The U.S. Department of Justice may bring a suit against Alphabet Inc. (NASDAQ: GOOGL) that contends that its Google search engine has become a monopoly. Alphabet has several large operations that might be spun out if the government presses for a partial breakup of the company. The three most likely candidates to be spun out are Google, the Android OS business and the massive YouTube video site.

There is precedent for the breakup of a huge American company. The most recent example is AT&T, which was broken into several regional public corporations in 1984. A similar conclusion to the Alphabet situation would be the largest since then.

Alphabet dominates three major tech sectors. The first is search. It has 92% of the U.S. market. The second is its Android operating system, which runs on hundreds of millions of cellphones and smartphones around the world. Its only major competition is Apple Inc.’s (NASDAQ: AAPL) iOS. iOS runs only on Apple hardware. The third part of Alphabet that is much larger than its competition is YouTube, which has about 75% of the video platform market in America. This includes video sharing sites but not streaming video businesses like Netflix Inc. (NASDAQ: NFLX). YouTube’s dominance is based on its video ad revenue share.

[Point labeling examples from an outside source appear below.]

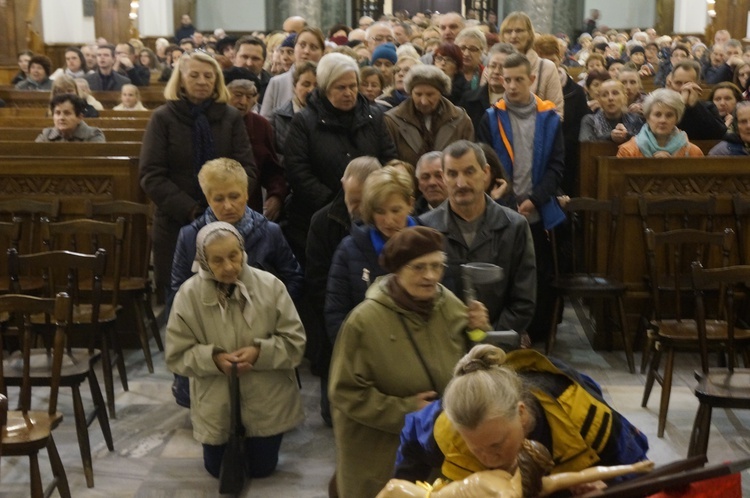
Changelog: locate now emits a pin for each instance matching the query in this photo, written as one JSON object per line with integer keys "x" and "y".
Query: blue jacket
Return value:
{"x": 355, "y": 266}
{"x": 549, "y": 154}
{"x": 550, "y": 382}
{"x": 264, "y": 243}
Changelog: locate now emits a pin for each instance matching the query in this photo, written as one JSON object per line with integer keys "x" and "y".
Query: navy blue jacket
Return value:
{"x": 264, "y": 243}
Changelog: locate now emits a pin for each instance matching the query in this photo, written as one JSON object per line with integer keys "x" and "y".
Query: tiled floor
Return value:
{"x": 156, "y": 456}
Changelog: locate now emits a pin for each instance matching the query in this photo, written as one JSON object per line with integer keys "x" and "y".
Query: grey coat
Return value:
{"x": 503, "y": 239}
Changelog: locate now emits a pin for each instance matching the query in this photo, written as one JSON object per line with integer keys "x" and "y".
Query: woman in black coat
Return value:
{"x": 337, "y": 125}
{"x": 193, "y": 127}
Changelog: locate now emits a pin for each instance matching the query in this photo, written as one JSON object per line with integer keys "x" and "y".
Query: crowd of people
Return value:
{"x": 359, "y": 169}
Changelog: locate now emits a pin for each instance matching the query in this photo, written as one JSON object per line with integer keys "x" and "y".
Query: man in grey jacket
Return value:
{"x": 477, "y": 229}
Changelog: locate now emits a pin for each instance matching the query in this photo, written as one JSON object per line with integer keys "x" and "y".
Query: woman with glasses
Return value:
{"x": 394, "y": 354}
{"x": 472, "y": 44}
{"x": 517, "y": 30}
{"x": 449, "y": 59}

Google is bundled into the Android OS when it is loaded onto phones and that gives it a huge advantage over its search competitors. Google is also the dominant search engine on iPhones. The relationship with Android guarantees that as each new generation of smartphones is released, Google will remain the default search engine. Google’s position among search engines means it gets almost all of the sector’s advertising revenue. That, in turn, gives it pricing power. Google’s share of all digital advertising in America is about 40%, which extends its dominance well beyond search advertising.

The Android OS does not just help Google. Its presence on phones drives the use of other Alphabet products, including Google Maps, Gmail, YouTube, Google’s Chrome browser and Google’s calendar app, among others. Decoupled from Google by law, Android OS installations would likely need to feature other search engines, email, calendars, spreadsheet software, and browsers. Android might keep its position as the largest mobile OS but would need to promote software that competes with other Alphabet product lines.

YouTube benefits from Android. It gets, according to those who believe Google is a monopoly, favorable search results from Google. If so, it indexes ahead of its video site competitors in search results, which in turn, drives up its traffic. It is a perfect cycle to boost YouTube viewership, and therefore its ad revenue. It is estimated that YouTube ad revenue will be as high as $20 billion this year, a major component of Alphabet’s total top line.

A government antitrust case against Alphabet could take years to resolve because it would work its way through levels of the federal court system. Nevertheless, it is not hard to see the case of how Alphabet’s three primary businesses benefit one another and not competition.